In Deutschland versteht man leider oft nicht den Gesamtzusammenhang oder die lokalen Zusammenhänge. Wenn es zu einer Eskalation kommt, sei es mit der Hamas im Gazastreifen, dem Islamischen Dschihad oder jetzt in Dschenin, relativiert man in deutschen Medien, man blendet radikal-islamistischen beziehungsweise palästinensischen Terror komplett aus. Diese Worte werden oft nicht einmal erwähnt. Das Schlimmste ist: Man hat oft das Gefühl, dass Täter-Opfer-Umkehr betrieben wird.
In deutschen Agenturberichten werden regelmäßig die Opferzahlen bei Israelis und Palästinensern verglichen. Was ist daran problematisch?
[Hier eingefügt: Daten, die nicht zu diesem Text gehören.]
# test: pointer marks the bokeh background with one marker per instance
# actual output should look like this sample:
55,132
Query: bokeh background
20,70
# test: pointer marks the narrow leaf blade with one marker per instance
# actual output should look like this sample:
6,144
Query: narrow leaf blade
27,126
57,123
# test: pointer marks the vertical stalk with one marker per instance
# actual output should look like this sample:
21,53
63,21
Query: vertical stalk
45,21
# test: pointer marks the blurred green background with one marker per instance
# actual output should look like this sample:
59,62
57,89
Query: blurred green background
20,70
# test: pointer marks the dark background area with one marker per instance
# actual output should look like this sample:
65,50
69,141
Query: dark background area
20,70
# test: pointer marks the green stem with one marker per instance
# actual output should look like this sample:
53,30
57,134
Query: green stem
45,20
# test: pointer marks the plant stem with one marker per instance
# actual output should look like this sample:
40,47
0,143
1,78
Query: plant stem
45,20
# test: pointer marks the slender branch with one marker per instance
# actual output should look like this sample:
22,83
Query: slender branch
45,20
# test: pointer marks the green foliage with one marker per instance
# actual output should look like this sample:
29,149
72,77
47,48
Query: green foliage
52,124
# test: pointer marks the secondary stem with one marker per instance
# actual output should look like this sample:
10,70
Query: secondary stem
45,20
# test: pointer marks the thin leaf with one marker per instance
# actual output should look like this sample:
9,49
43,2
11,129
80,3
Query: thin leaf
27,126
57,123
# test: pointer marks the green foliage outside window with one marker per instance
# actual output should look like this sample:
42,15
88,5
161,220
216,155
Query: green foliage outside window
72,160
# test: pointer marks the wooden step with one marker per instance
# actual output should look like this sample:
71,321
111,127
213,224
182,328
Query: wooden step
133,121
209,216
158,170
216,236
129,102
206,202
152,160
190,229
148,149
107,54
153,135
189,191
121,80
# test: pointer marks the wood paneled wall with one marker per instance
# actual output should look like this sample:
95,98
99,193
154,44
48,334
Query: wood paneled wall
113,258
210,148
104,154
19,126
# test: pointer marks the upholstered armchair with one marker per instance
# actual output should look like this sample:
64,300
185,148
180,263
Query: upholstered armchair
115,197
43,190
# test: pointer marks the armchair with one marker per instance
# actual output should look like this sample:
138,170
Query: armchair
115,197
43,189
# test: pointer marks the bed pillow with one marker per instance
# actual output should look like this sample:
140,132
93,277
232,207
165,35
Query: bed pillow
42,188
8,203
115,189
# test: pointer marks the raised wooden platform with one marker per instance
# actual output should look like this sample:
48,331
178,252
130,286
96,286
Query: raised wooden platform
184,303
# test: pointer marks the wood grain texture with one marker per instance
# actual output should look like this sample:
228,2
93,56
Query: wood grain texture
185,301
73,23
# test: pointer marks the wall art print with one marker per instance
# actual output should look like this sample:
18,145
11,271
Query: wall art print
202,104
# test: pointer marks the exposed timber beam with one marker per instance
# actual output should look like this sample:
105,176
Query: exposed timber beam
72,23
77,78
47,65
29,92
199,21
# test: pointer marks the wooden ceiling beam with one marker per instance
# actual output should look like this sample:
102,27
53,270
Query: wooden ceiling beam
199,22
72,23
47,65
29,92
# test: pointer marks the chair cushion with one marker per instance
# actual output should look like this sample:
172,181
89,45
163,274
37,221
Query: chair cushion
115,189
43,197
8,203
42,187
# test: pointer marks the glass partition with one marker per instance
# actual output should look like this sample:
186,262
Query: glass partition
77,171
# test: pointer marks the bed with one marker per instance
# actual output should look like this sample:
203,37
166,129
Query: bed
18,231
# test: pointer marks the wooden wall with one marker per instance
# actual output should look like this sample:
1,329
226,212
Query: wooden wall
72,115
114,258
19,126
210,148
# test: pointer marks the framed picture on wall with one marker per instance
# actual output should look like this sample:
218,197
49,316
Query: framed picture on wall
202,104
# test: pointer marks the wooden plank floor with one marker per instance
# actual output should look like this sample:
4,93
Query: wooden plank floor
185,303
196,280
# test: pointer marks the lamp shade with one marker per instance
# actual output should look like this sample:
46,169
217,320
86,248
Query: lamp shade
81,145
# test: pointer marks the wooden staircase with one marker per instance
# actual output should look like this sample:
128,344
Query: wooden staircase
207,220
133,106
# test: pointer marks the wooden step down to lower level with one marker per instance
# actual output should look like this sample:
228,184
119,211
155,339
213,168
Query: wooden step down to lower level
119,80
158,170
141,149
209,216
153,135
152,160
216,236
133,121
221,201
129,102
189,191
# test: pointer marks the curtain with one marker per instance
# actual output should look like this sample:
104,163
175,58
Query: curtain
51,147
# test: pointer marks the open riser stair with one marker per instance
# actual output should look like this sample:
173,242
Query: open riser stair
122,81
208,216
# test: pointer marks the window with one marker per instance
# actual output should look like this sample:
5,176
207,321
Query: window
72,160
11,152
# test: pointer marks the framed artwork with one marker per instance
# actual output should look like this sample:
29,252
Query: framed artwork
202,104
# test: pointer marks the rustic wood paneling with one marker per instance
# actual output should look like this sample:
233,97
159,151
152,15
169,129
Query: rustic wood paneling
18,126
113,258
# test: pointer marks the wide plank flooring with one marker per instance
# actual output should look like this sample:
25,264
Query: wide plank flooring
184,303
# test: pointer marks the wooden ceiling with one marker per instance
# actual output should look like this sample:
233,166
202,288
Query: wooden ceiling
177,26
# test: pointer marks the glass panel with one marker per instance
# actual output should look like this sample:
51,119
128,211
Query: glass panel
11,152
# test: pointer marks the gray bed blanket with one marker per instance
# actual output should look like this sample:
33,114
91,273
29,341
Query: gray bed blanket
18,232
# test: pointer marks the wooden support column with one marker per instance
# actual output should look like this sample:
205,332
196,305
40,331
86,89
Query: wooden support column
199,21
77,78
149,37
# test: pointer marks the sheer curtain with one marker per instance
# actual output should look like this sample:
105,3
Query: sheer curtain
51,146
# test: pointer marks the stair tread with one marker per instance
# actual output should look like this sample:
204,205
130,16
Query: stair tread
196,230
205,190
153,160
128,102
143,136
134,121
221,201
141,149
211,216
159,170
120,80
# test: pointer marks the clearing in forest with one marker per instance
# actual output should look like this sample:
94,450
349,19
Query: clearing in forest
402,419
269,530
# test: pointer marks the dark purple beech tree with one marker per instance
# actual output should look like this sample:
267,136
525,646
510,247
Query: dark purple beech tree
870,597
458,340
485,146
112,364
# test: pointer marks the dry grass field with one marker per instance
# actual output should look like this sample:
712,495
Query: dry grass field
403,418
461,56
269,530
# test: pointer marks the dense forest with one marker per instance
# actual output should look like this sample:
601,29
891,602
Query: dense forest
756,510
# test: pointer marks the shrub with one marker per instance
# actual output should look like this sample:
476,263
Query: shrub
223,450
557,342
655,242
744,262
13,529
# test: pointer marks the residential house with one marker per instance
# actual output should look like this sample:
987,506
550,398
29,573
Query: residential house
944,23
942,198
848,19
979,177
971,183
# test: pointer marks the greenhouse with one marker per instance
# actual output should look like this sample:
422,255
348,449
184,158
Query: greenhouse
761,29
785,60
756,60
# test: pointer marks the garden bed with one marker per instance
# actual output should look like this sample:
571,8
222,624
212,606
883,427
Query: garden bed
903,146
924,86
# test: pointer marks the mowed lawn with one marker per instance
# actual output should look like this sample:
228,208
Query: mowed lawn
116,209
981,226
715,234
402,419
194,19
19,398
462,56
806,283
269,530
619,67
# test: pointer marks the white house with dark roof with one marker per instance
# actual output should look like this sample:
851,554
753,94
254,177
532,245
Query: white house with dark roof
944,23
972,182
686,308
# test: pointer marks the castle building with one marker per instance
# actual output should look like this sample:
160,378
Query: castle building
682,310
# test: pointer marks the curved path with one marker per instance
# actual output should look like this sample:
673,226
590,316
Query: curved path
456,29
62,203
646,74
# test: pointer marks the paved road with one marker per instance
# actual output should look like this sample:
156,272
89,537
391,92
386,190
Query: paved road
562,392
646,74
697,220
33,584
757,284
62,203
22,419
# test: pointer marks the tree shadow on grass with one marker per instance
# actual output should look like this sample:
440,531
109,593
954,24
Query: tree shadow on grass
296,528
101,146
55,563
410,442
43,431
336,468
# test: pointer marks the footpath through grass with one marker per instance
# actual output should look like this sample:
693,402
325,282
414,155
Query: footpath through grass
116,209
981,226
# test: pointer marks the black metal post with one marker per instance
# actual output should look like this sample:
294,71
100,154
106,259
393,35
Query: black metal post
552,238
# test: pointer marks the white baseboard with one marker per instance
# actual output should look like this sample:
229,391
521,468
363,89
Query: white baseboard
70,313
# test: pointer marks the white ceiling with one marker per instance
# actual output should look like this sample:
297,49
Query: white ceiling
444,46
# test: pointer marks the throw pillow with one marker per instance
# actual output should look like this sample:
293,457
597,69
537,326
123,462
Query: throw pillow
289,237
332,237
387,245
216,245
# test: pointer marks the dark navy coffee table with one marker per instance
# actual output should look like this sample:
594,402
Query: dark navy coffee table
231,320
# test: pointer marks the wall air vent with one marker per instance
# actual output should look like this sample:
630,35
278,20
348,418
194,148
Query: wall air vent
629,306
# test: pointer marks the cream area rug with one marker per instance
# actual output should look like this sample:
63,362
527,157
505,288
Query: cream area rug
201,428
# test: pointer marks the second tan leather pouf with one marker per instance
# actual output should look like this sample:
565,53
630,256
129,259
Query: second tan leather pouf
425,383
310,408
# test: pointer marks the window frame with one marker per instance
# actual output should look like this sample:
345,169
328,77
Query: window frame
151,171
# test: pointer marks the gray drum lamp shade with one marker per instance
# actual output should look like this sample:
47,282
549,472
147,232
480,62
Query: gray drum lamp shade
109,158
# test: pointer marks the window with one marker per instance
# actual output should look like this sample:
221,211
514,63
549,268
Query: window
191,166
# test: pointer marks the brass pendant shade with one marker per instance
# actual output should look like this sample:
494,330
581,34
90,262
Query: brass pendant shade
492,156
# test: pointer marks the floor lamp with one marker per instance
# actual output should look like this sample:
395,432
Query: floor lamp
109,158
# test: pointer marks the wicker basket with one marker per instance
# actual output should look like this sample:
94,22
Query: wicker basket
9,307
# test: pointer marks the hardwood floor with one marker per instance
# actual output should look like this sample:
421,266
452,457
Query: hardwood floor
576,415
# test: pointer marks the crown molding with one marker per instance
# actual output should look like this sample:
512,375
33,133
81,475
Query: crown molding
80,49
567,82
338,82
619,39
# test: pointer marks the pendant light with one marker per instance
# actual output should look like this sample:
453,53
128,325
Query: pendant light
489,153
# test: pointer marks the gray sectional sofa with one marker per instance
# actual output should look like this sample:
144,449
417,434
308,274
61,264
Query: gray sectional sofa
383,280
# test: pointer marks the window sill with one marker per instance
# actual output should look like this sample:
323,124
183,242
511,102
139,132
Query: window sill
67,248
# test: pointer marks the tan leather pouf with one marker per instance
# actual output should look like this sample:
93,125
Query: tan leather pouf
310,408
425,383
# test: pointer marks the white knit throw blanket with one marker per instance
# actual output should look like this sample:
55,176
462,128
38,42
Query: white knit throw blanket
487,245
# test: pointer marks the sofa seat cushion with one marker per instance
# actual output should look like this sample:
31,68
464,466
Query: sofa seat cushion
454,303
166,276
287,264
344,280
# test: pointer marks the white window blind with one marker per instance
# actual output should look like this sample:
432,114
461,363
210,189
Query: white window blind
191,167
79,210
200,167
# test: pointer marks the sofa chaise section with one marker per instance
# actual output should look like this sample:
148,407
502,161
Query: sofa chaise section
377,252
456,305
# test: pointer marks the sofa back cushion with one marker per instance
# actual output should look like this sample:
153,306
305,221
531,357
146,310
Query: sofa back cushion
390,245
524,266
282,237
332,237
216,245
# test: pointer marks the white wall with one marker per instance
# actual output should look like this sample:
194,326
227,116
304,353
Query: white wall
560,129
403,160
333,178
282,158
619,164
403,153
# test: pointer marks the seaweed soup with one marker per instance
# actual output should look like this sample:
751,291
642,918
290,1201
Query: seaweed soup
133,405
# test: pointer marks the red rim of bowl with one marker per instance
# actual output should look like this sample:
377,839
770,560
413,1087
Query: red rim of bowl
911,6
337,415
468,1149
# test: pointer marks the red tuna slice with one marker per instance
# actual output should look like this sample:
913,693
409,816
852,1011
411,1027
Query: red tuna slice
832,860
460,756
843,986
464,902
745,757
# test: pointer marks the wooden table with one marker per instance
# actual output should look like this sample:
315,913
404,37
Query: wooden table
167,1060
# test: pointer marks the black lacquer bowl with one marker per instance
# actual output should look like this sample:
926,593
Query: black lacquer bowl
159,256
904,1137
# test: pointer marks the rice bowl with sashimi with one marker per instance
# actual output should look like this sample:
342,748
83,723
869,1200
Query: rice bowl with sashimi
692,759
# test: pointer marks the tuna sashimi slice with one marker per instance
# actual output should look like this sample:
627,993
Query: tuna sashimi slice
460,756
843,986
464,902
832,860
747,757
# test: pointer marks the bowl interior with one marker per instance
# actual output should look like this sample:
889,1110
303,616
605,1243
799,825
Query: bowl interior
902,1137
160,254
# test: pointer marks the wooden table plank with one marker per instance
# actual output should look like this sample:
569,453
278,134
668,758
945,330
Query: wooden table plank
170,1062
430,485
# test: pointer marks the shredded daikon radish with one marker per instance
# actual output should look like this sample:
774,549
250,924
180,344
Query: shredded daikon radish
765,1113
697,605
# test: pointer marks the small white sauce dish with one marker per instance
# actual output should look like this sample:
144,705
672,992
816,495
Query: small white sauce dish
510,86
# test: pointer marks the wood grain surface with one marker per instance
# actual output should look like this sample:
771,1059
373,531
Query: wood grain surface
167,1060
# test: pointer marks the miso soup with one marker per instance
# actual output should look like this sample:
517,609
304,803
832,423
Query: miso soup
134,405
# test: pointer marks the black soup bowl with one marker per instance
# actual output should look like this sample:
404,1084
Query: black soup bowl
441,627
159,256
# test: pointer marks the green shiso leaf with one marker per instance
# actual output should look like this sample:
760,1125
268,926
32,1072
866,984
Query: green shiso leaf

Schon seit vielen Jahrzehnten befindet sich Israel in einem Kampf gegen den Terror. Die Terroristen operieren oft in dicht besiedeltem Gebiet – und dies natürlich mit voller Absicht. Was man zudem häufig nicht versteht, ist die Tatsache, dass die Täter, die oft als minderjährige oder zivile Opfer bezeichnet werden, eigentlich palästinensische Terroristen sind, die dann auf arabischen Kanälen als Mitglieder der Hamas oder des Islamischen Dschihad gelobt und als Märtyrer gefeiert werden. In diesem Sinne ist es falsch, in einem Anti-Terror-Kampf diese Zahlen zu vergleichen. Denn wenn in Dschenin Palästinenser getötet werden, von denen viele mit Waffen unterwegs waren und auf israelische Sicherheitsbeamte geschossen haben, dann ist das etwas anderes, als wenn Terroristen einfach das Feuer auf israelische Zivilisten eröffnen und sie umbringen. Dies zu vergleichen, ist deshalb ein Problem. Deutschland ist darin leider Weltmeister.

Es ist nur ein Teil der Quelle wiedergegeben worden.